Right now, however, it is a bit difficult to do such a task. You can tweak templates but any large changes or integration often takes lots of hacks and is not very elegant. The usability of such a system could also decrease as you try to hack on this feature or that. This is important as more and more libraries begin to look into ways of making the OPAC easier to use and more importantly, information easier to find. A recent quote caught my eye and it may be useful to keep in mind when discussing features for you OPAC and how to implement them.
“Google has the functionality of a really complicated Swiss Army knife, but the home page is our way of approaching it closed. It’s simple, it’s elegant, you can slip it in your pocket, but it’s got the great doodad when you need it. A lot of our competitors are like a Swiss Army knife open–and that can be intimidating and occasionally harmful.” (via Column Two)
Since there are likely some google haters in the crowd here’s a better takeaway from the article:
In a 2002 poll, the Consumer Electronics Association discovered that 87% of people said ease of use is the most important thing when it comes to new technologies.
In the ramp up and discussion for “Library 2.0″ the feature list keeps getting longer and the ideas ever more complex.
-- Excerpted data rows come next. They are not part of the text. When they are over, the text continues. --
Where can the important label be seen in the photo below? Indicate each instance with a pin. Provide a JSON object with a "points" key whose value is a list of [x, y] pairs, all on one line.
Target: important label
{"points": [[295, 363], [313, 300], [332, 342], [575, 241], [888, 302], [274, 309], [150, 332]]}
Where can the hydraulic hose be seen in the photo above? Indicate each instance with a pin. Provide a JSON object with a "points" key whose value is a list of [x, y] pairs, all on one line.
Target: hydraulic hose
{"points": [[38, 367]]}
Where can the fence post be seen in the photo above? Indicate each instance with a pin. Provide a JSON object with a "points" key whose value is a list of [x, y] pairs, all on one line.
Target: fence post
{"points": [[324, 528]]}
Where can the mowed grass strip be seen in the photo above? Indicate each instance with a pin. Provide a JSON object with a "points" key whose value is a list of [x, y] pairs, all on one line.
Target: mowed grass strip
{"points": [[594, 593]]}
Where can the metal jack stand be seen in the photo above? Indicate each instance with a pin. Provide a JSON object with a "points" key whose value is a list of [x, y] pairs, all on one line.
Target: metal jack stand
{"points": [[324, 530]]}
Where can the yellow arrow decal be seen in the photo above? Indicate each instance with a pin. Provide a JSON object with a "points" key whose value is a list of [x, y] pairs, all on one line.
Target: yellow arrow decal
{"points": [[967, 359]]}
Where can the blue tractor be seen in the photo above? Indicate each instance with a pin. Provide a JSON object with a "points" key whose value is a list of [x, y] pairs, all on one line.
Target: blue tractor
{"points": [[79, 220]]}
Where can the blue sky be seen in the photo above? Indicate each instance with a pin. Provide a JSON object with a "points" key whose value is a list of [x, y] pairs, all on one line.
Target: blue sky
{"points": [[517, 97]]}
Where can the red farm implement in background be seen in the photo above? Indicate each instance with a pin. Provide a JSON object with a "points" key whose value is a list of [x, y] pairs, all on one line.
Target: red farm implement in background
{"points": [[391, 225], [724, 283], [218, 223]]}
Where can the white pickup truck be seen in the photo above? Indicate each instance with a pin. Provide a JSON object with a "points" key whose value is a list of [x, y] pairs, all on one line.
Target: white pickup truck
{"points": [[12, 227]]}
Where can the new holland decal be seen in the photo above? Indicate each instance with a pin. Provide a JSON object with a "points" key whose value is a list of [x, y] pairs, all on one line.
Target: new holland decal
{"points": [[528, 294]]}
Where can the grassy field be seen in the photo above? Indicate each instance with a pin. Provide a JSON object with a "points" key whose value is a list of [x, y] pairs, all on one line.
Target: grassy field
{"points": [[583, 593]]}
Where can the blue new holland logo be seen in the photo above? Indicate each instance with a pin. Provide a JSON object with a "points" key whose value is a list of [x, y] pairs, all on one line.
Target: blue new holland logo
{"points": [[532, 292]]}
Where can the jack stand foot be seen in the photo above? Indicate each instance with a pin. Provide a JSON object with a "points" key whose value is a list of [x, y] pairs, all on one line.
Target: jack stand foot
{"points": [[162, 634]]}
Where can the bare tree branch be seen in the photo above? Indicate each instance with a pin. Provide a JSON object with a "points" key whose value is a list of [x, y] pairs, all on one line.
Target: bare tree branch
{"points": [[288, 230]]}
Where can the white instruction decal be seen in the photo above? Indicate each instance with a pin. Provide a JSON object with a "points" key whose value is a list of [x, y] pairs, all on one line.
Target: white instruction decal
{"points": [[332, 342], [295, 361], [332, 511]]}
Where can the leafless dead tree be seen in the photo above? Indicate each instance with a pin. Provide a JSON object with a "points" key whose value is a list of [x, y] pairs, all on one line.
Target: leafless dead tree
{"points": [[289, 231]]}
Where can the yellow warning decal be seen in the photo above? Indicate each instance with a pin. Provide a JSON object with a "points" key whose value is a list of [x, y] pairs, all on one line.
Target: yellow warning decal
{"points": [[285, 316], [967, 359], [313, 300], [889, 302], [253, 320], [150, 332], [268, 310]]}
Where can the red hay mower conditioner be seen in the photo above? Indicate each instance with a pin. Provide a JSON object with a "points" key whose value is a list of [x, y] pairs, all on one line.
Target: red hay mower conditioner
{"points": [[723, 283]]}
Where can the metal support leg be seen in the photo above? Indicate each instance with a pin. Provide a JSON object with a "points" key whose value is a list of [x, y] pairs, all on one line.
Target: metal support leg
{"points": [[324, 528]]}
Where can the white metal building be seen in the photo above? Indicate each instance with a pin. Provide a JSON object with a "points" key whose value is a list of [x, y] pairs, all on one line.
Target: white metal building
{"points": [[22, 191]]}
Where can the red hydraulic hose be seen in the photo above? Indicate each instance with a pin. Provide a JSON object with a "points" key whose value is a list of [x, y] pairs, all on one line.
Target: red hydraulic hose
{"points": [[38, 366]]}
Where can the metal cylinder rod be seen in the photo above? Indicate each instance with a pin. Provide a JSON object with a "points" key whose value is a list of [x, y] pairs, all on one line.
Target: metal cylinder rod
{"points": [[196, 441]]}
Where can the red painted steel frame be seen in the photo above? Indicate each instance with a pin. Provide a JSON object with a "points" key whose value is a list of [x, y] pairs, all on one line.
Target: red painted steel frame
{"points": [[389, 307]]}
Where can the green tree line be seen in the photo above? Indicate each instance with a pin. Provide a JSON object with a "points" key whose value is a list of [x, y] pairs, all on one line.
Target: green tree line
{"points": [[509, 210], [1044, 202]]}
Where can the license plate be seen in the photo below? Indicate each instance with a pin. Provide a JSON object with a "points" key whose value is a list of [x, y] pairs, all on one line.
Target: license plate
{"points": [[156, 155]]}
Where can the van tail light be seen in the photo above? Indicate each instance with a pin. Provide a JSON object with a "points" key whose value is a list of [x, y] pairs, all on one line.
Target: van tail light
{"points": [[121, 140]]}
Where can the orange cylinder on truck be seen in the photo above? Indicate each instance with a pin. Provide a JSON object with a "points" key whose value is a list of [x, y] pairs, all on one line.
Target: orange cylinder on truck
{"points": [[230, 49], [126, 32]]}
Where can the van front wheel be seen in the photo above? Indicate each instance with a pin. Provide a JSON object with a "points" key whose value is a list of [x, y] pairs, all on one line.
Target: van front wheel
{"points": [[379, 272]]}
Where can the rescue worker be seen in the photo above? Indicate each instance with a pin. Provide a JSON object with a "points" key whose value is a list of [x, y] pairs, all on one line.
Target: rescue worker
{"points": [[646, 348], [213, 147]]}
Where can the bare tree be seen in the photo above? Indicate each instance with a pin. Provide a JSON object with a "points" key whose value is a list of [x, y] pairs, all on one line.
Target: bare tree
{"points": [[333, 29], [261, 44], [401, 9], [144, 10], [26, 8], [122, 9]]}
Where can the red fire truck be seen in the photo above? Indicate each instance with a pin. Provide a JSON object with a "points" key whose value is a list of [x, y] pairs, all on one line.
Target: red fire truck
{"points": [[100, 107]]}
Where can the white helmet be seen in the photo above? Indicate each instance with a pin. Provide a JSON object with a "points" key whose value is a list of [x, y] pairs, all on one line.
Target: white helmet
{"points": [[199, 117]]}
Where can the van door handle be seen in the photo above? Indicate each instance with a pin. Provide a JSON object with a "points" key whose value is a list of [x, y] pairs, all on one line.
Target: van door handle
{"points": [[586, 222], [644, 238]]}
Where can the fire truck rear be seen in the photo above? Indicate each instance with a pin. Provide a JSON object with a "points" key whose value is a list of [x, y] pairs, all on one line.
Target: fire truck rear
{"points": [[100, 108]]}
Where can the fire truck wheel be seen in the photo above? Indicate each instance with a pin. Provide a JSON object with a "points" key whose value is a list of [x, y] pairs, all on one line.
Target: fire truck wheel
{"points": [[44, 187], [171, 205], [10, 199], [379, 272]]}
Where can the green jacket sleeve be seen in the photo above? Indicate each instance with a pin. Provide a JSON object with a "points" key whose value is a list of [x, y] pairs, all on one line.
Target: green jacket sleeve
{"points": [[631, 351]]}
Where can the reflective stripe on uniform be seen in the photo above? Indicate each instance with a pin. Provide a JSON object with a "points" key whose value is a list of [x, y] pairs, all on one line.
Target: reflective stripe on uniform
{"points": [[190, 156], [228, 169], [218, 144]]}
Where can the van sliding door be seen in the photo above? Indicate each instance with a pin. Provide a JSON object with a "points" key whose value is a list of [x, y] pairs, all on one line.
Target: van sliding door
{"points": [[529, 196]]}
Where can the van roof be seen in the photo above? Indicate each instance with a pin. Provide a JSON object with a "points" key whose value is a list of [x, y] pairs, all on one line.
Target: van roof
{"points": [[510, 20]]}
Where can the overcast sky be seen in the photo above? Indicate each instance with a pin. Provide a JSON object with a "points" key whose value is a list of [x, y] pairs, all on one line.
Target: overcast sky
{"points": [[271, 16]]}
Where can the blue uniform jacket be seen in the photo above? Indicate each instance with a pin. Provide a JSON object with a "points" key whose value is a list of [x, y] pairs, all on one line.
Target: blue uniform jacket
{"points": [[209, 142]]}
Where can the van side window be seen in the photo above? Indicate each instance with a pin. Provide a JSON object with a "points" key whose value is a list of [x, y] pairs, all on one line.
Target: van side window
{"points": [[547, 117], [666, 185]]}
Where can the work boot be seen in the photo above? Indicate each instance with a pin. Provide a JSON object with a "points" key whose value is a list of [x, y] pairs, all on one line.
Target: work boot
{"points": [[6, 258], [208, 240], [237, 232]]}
Can you keep you OPAC from becoming a confusing mess? Can you even implement these features if you wanted to? When someone visits your OPAC are they eased into what’s available or hit head on by the thousand options they have? Can they find a book without knowing boolean constructs?
All of these questions are important as people will demand these features but also demand that they not get in the way. Is there really a reason to have a button to show the MARC record front and center? Can you tell who the OPAC was designed for? With a good URL structure such things could be relegated to the background for advanced users. In WordPress if you put a /feed/ at the end on any URL you will get the feed for the item be it author, category, item (comments) or site. With a good architecture an OPAC could do similar things with /marc/ showing the MARC record, /feed/ giving the RSS/Atom, /xml/ giving the MARC XML or other XML syntax, etc. This allows you to expose what you want (add links on the page) or just leave it there for those “in the know” (librarians that want MARC). This is another area where WordPress gives a good example of how it can be done. And it’s extensible so if you wanted /dc/ to give you a Dublin-Core output of the page you could do so if you wanted. There’s already a WordPress blog that’s COins-PMH compliant, how long would it take you to make your OPAC as well (server-side)?
Does your OPAC allow you the flexibility to integrate, add/remove features or otherwise change as patron demand changes? Shouldn’t it?